Are we so used to being duped that over time, our outrage muscles have gone all slack and gooey? Harry G. Frankfurt, a retired Princeton University philosophy professor, says that’s as good a theory as any. As the author of a little treatise called “On Bull—,” he’s an expert on unmitigated claptrap. “We’re swimming in a sea of bull— and lies,” Frankfurt says. “There’s no way of avoiding it. The culture is built on it.”
Whatever the arena, lying has become routine. Everybody’s doing it. “We take it for granted and so it doesn’t excite us when we discover that it’s happened,” Frankfurt says. The country hasn’t lost its taste for the truth — “it just has sort of given up hoping for it.”
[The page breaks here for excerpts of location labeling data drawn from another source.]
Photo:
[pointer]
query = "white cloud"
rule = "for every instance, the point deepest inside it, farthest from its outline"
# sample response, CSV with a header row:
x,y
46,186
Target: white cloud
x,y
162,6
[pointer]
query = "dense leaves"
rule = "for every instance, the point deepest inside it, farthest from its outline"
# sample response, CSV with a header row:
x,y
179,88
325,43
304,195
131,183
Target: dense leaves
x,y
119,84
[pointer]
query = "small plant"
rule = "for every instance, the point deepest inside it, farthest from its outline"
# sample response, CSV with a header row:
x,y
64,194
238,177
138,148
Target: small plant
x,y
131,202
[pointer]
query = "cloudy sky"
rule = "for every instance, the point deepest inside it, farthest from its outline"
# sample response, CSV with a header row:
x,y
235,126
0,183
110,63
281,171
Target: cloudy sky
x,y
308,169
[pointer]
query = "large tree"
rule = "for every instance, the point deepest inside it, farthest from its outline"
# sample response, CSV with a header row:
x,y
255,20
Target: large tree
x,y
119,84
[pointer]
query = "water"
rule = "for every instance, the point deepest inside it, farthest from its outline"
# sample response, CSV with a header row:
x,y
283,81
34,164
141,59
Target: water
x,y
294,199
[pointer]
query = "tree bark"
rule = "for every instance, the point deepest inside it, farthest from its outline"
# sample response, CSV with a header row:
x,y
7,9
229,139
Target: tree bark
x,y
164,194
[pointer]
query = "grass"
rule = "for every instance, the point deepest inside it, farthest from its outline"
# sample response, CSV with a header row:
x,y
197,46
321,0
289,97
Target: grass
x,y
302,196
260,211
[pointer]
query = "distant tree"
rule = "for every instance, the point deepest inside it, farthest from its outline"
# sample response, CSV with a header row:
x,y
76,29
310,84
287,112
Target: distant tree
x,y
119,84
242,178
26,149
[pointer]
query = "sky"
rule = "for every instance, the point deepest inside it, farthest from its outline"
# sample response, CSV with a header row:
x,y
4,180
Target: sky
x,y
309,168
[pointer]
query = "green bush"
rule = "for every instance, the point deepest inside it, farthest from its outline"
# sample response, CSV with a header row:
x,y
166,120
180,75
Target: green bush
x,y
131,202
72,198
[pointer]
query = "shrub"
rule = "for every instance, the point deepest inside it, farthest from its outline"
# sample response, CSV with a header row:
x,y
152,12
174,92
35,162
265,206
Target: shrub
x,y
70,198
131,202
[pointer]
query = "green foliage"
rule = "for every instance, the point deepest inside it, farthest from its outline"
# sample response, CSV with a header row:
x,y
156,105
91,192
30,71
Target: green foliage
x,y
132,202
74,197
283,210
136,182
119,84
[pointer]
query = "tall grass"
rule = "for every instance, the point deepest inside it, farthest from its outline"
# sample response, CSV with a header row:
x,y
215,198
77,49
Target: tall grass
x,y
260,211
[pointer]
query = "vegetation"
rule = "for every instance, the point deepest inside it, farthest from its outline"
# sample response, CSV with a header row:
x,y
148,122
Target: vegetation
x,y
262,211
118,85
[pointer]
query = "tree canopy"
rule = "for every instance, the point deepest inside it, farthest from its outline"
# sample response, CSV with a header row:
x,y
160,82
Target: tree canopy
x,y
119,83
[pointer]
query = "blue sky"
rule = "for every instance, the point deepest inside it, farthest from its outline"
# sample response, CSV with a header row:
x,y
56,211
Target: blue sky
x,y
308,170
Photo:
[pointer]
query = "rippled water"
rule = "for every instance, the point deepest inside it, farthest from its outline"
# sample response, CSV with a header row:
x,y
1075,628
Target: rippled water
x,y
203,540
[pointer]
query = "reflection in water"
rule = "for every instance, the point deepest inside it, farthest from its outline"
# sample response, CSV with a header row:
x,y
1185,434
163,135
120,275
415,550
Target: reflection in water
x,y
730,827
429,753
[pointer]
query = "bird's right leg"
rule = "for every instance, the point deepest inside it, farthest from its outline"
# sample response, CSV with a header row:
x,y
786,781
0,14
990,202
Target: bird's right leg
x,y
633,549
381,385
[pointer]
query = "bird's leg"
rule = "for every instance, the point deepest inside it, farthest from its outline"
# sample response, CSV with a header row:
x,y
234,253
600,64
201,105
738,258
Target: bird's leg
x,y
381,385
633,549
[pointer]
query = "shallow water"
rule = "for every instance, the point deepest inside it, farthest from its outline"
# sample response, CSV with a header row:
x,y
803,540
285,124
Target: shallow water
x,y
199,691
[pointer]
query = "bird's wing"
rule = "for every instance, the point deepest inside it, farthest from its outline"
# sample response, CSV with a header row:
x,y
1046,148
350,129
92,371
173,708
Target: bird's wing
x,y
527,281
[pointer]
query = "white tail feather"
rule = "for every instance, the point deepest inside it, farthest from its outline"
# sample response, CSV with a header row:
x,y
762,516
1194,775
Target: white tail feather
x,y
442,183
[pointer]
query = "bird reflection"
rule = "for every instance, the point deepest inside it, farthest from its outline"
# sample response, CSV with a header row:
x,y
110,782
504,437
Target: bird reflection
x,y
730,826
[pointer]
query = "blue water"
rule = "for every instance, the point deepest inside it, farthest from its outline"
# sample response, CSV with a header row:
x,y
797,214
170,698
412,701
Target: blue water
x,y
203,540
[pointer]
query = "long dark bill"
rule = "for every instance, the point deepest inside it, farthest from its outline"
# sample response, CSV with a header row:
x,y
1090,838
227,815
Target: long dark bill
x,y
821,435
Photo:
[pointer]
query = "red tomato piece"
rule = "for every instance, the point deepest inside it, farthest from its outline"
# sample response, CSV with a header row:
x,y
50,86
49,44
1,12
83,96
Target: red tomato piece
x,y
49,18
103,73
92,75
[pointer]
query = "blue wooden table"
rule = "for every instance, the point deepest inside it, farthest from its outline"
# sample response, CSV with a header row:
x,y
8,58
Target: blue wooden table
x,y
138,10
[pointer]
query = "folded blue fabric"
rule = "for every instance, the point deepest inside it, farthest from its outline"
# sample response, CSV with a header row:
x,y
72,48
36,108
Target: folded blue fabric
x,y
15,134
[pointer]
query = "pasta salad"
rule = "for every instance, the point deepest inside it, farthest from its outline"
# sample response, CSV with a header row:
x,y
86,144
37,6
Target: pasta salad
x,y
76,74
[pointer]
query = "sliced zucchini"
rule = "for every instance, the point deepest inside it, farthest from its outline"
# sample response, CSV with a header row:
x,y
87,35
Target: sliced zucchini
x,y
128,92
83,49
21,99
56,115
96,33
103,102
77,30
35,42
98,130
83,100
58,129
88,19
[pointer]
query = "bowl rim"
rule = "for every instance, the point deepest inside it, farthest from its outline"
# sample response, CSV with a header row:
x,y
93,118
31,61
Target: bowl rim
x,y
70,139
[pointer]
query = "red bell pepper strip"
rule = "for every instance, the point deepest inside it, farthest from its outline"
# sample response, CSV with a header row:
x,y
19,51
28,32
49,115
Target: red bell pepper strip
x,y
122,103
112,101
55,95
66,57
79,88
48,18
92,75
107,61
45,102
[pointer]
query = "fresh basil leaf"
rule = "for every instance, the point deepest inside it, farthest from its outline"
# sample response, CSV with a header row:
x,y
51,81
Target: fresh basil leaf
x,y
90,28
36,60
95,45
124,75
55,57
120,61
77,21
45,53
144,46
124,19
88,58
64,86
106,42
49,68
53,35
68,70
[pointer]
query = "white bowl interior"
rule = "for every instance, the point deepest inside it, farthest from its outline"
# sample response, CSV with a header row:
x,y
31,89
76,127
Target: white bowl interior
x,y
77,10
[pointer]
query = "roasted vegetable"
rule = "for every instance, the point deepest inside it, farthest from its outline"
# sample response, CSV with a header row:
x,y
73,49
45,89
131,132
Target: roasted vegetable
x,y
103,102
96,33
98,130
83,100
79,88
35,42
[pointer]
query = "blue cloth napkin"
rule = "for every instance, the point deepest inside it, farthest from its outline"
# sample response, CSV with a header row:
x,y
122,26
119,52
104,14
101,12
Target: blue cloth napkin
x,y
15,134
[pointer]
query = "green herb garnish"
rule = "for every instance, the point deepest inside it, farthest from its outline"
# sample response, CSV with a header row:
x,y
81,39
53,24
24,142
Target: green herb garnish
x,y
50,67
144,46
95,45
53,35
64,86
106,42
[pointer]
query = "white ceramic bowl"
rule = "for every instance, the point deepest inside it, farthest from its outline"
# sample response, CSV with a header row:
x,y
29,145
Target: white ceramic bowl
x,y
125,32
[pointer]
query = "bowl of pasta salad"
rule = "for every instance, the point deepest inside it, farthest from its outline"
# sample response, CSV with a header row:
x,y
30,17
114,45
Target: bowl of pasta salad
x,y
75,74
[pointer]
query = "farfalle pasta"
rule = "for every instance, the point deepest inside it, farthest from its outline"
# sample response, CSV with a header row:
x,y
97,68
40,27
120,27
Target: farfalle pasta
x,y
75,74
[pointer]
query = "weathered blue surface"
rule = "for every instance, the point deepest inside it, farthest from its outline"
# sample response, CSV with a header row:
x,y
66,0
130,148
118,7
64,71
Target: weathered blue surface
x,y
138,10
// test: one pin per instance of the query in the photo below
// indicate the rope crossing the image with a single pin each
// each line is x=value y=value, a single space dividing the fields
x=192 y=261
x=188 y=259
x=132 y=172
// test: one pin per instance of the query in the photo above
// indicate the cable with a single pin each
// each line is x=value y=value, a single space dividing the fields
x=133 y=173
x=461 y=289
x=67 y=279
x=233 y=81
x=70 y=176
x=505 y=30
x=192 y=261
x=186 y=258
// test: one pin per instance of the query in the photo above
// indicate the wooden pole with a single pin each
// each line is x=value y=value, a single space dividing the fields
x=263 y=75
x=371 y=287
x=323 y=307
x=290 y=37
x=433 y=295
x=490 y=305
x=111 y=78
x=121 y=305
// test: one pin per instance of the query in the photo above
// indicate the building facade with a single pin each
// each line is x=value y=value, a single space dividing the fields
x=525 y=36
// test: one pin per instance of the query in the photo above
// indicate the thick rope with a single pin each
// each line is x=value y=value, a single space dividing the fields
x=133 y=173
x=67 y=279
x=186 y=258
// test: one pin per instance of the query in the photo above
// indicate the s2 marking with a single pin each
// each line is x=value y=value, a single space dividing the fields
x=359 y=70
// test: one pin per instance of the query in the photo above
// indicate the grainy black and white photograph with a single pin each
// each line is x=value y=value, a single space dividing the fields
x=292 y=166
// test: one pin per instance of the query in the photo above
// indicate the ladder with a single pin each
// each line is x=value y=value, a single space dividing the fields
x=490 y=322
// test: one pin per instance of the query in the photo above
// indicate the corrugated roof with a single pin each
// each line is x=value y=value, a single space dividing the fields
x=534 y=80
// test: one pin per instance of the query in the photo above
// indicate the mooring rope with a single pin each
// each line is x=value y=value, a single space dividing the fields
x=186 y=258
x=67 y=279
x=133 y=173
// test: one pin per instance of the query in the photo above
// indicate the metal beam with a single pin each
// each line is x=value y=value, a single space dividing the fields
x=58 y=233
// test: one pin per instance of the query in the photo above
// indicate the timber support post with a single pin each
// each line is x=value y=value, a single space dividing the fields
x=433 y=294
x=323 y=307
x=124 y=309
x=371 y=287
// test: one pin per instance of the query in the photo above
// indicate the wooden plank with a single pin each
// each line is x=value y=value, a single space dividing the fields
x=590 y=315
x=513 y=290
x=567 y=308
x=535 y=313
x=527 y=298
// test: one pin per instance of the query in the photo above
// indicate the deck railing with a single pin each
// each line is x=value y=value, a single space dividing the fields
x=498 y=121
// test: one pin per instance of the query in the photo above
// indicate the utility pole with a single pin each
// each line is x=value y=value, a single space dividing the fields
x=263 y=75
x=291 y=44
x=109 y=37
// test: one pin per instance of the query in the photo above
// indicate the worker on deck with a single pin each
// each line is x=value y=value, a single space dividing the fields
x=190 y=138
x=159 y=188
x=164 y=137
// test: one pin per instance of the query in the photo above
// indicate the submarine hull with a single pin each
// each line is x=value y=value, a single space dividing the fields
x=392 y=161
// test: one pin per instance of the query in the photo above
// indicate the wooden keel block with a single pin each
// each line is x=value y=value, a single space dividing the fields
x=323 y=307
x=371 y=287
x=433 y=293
Smoking Gun’s Bastone waxes nostalgic for the period in American history when public figures caught fibbing did more than shrug and launch a reality TV show. “Nixon was a shunned man. He went into exile. No one goes in exile anymore.” Bastone says.
We get riled when we don’t expect to be lied to and believe the deception costs us something — say when we learn a trusted mechanic has bilked us out of $600 for an unnecessary brake job. It’s harder to work up a fire in the belly for the bigger lies — from corporate heads and elected officials — because we don’t always readily see the personal price of that deception.
And there’s another, more subtle psychology at play. As long as we aren’t the victims, we can’t help but admire a good grifter. Much of our leisure time of late is spent watching artful dodgers at work or working an angle ourselves. Celebrity poker matches are all the rage and online games are emptying the pockets of college students from coast to coast. “All of poker is based on how good your deception skills are,” says Caroline Keating, professor of psychology at Colgate University. “If you can convince us you have cards you don’t have, we’ll pay you big money.”
While we hungrily consume operatic lying and dissembling from the likes of reality TV stars, we still won’t tolerate it from our flesh-and-blood political candidates, says Thompson — unless we aren’t really sure whether they’re lying.
Did George W. Bush know Saddam Hussein didn’t have WMDs when he ordered American troops into Iraq or was he duped by bad intelligence? Polls say half of us think he lied and the rest believe the president was acting on the only information he had at the time.
It’s up to the press to tell us when our leaders aren’t being straight with us, something journalists don’t do often enough, says Paul Waldman, a senior fellow with Media Matters for America, a progressive Web-based watchdog group. “There’s a real reluctance to get too tough with people in power,” he says. Reporters often shy away from coming right out and saying a politician has lied.
“We as a society do not value the truth,” says Atlanta divorce attorney John Mayoue. Statistically, about half of the promises of fidelity made at the altar are broken. He points the finger at the “Me Generation,” beleaguered Boomers who enshrined the self to the exclusion of all others.
“Selfishness justifies not telling the truth,” he says.
Mayoue hopes everyone will tire of the culture of deceit and punish rather than reward liars — slap them with perjury charges, vote them out of office. And refuse to buy their books.
*Oprah Winfrey later apologized on her television show for her judgment in supporting for a time the book in spite of its errors.
Andrea Simakis is a writer for The Plain Dealer of Cleveland, Ohio.